Hubbert hizo una observación de una lógica en apariencia irrefutable. Durante miles y miles de años la naturaleza se encargó de crear una cantidad finita de petróleo que se acabará cuando terminemos de consumirlo. La producción llegará a un pico máximo y después descenderá sin remedio. Así, cada cierto tiempo nos han asustado con la predicción de que no nos quedaba tiempo. En 1920, el servicio geológico norteamericano creía que las reservas totales eran de unos 60.000 millones de barriles. Desde entonces se han extraído cerca de billón y medio de barriles.

¿Cómo es posible?

Hubbert, científico de renombre en lo suyo, demostró la misma ignorancia económica que quienes después han seguido repitiendo sus tesis, como el independentista Marcel Coderch, quien hace más de una década mantuvo un debate con José Carlos Rodríguez en el que nuestro colaborador lo dejó bastante maltrecho. La ciencia económica tiene como una de sus observaciones más básicas la ley de la oferta y la demanda. Y un corolario bastante obvio de la misma es que en el momento en que aumenta la escasez de un bien, sube su precio, y con ello los incentivos tanto para aumentar la producción como para encontrar un sustituto. Mientras tengamos libertad para investigar, producir y comerciar, el petróleo nunca va a acabarse físicamente, porque mucho antes de que eso suceda la Humanidad centrará sus energías en sustituirlo.

Desde aquel debate, la realidad se ha encargado de dar y quitar razones: mientras que las predicciones de la teoría dinámica de los recursos se han cumplido, el apocalipsis sigue sin llegar. En 2008, con el barril a más de 150 dólares, los seguidores de Hubbert se frotaban las manos, seguros de que el pico estaba a la vuelta de la esquina. Pero tecnologías como la perforación direccional o la fracturación hidráulica –el famoso fracking– han permitido producir cada vez más a precios menores, que han llegado a bajar a los 40 dólares.

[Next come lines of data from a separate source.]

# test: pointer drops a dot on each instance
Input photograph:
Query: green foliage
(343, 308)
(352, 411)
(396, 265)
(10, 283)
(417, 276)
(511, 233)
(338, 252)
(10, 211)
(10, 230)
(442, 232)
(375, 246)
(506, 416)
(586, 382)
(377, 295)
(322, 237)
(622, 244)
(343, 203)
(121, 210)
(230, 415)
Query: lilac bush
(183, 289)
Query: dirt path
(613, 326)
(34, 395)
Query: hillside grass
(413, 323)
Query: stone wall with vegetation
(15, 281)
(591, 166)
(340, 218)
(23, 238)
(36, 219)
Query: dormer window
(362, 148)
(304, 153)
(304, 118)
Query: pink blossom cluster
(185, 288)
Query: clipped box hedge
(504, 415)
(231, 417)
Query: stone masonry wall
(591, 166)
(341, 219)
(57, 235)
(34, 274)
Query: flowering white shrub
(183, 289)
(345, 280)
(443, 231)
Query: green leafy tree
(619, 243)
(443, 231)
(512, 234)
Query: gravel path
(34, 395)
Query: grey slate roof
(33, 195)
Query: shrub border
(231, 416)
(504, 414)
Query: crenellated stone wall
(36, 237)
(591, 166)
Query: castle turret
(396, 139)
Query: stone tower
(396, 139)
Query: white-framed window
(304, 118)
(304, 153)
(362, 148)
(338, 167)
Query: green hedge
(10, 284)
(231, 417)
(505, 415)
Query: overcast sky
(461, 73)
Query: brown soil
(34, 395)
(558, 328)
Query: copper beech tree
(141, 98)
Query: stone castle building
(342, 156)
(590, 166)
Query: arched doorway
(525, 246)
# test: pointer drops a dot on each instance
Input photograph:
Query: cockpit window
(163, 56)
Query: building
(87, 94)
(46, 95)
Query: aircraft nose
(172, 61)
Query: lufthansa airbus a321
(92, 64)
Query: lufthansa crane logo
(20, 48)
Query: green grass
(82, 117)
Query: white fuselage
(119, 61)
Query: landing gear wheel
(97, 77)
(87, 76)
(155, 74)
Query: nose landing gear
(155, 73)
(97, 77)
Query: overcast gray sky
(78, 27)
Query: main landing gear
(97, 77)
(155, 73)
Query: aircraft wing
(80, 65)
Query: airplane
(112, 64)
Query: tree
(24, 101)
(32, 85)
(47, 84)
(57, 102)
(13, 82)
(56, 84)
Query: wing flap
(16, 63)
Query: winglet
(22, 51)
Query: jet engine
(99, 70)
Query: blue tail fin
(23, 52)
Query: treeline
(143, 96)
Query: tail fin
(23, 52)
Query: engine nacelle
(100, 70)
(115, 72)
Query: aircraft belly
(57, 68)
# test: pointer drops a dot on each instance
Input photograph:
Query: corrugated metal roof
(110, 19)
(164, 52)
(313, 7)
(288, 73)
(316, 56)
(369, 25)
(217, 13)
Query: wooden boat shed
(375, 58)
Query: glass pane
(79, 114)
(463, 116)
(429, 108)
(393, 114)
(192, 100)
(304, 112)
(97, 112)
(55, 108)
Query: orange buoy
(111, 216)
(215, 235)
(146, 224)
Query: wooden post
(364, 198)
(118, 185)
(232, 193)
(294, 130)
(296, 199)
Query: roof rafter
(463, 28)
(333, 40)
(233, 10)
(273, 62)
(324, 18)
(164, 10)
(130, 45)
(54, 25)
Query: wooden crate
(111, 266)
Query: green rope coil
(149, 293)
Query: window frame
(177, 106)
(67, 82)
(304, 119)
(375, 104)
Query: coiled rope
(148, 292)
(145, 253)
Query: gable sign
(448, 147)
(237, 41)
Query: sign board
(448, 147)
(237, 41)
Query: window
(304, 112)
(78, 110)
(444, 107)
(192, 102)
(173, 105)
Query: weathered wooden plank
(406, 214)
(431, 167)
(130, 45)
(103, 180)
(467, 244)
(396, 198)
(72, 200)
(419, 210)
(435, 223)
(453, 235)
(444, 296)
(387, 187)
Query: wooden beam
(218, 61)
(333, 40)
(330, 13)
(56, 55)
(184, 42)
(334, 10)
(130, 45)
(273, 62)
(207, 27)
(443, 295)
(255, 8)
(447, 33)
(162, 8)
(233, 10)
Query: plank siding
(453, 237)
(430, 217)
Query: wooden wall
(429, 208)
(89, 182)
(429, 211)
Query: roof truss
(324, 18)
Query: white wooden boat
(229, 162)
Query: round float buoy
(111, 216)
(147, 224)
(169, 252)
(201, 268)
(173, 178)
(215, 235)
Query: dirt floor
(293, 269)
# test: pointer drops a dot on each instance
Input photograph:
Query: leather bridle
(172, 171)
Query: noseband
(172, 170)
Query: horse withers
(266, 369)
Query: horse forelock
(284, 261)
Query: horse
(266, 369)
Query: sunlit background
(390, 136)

Los incentivos han hecho su magia, y las reservas conocidas que somos capaces de extraer durarían al ritmo de consumo actual 60 años más. Y sólo en Estados Unidos las fuentes no convencionales como el esquisto suponen otros 278 años de suministro.

No, no parece que estamos cerca de que se nos acabe el petróleo.

Pero, además, lo más probable es que ni siquiera haga falta llegar a ese extremo. Los incentivos también han funcionado en lo que a búsqueda de sustitutos se refiere. Los analistas están hablando ya de un pico de petróleo, sí, pero no de oferta sino de demanda, que podría llegar incluso en 2036. El auge previsto en la adopción de vehículos eléctricos sería el responsable. Y cuando logremos desarrollar mejores fuentes de energía, desde los prometedores reactores de sales fundidas hasta el santo grial de la fusión nuclear, su uso en centrales para transformarlo en electricidad también decaerá. Es decir, llegaríamos al final de la era del petróleo sin necesidad de que se agote, simplemente porque para los fines humanos habrá medios mejores. Como pasó con la piedra.

Eso sí, el ecologismo apocalíptico siempre venderá mucho más que el sentido común liberal. Coderch fue colocado por ERC de vicepresidente de la Comisión del Mercado de las Telecomunicaciones y José Carlos Rodríguez sigue siendo periodista.